Initial Public Offers (IPO), also known as public offering, are usually issued by those companies, mainly small and young, who ask for capital to grow.
Sometimes, some big private organizations also issue IPO to trade publicly. Initial Public Offering is basically the first sale of stock to the public by a private organization.
By issuing either equity or debt a company can earn money. If the company does not issue equity to public then it will be called an IPO.
If a company wishes to go public then it has to hire an investment bank, a financial intermediary which does several services including underwriting, facilitating the mergers, acting as an intercessor between the investing public and a security issuer.
In an Initial Public Offer, the issuer gets the help of an underwriting, methods of issuing the insurance policies, firm regarding the determination of security to issues.
That firm also assists the issuer to determine the best prices of the issues that can be offered and the time of bringing it into the market.
There are certain amount of risks involved in the IPOs.
The IPO Process
It is really tough for an individual investor to guess the performance of the stock on its first day of trading as well as in the coming days due to lack of historical data regarding that stock.
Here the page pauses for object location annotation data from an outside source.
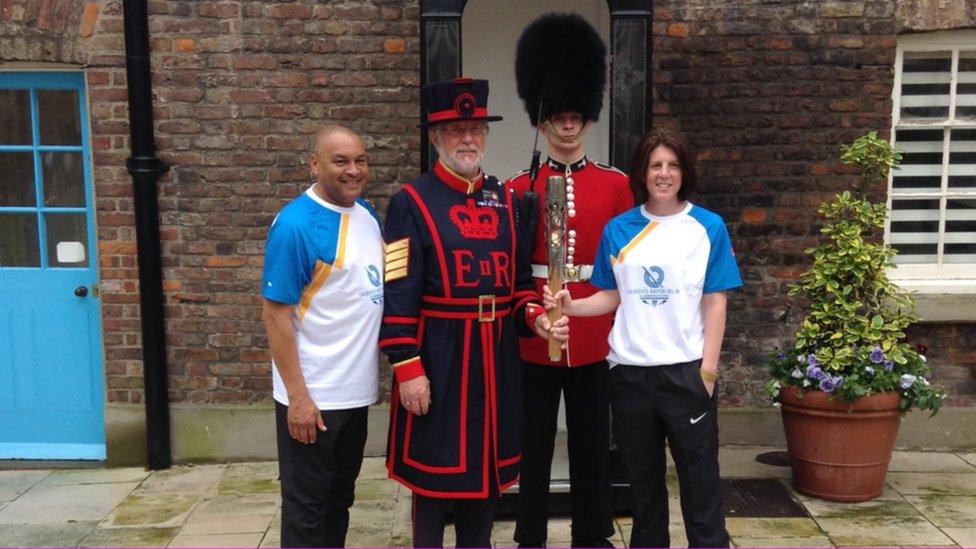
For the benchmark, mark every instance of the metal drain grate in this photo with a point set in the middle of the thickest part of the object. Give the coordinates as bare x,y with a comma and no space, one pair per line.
759,498
751,498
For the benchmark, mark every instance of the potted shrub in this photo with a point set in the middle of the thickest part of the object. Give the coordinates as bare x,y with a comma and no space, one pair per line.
850,375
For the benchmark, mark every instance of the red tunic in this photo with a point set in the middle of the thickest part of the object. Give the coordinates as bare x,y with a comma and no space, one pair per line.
601,193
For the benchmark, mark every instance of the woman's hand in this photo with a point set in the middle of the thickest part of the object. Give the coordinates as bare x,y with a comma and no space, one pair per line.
558,330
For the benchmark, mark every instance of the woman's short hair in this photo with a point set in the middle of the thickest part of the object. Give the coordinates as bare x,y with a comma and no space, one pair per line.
678,143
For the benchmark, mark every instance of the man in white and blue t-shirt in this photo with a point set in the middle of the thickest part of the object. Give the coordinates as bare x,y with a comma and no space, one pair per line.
323,303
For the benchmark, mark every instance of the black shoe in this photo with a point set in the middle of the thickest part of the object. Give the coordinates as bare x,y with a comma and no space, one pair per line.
603,542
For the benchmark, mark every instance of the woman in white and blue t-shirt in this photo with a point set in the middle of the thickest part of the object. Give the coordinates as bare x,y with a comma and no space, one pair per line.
665,267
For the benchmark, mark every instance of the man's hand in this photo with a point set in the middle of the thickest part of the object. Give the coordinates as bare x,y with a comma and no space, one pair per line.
304,418
415,395
558,330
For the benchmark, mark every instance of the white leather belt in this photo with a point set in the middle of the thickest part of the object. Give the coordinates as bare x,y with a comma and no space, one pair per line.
582,272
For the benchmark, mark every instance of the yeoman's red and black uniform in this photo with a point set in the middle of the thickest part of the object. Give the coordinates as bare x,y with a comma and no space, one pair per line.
455,295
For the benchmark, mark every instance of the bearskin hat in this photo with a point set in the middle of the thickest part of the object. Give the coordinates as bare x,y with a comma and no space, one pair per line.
560,60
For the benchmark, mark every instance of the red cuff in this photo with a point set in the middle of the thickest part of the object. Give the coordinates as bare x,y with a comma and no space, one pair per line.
408,369
532,311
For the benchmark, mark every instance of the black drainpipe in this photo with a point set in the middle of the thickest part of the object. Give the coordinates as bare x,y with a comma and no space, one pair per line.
145,169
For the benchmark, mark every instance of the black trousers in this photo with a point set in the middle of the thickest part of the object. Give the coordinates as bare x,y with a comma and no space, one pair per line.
588,426
318,481
473,519
658,403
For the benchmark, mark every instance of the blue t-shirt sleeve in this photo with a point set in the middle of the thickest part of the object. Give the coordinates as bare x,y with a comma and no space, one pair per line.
287,266
602,266
722,273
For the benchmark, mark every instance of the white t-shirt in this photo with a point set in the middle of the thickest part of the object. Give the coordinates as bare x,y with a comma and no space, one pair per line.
662,265
328,262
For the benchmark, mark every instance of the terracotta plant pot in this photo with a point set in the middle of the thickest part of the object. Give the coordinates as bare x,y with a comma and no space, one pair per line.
839,451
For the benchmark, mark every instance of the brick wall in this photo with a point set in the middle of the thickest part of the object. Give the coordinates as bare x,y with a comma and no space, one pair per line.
239,88
768,91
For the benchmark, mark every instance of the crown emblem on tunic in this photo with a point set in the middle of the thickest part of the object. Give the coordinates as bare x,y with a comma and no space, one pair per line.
474,221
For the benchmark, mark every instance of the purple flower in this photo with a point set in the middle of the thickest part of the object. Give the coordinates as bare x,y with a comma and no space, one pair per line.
877,355
907,381
830,383
814,372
Therefore, the investor will also not be able to analyze the IPO company.
In addition to that, mainly those companies issue IPO that are developing.
So, some uncertainties regarding their future performances are definitely there. Therefore, obtaining a hot IPO is pretty difficult.
A company has to put the formal documents together for the Securities and Exchange Commission to issue an IPO.
It also has to sell the issue to institutional customers.
The public can get their shares in Initial Public Offer by having an account, which is traded every now and then, with one of the many investment banks.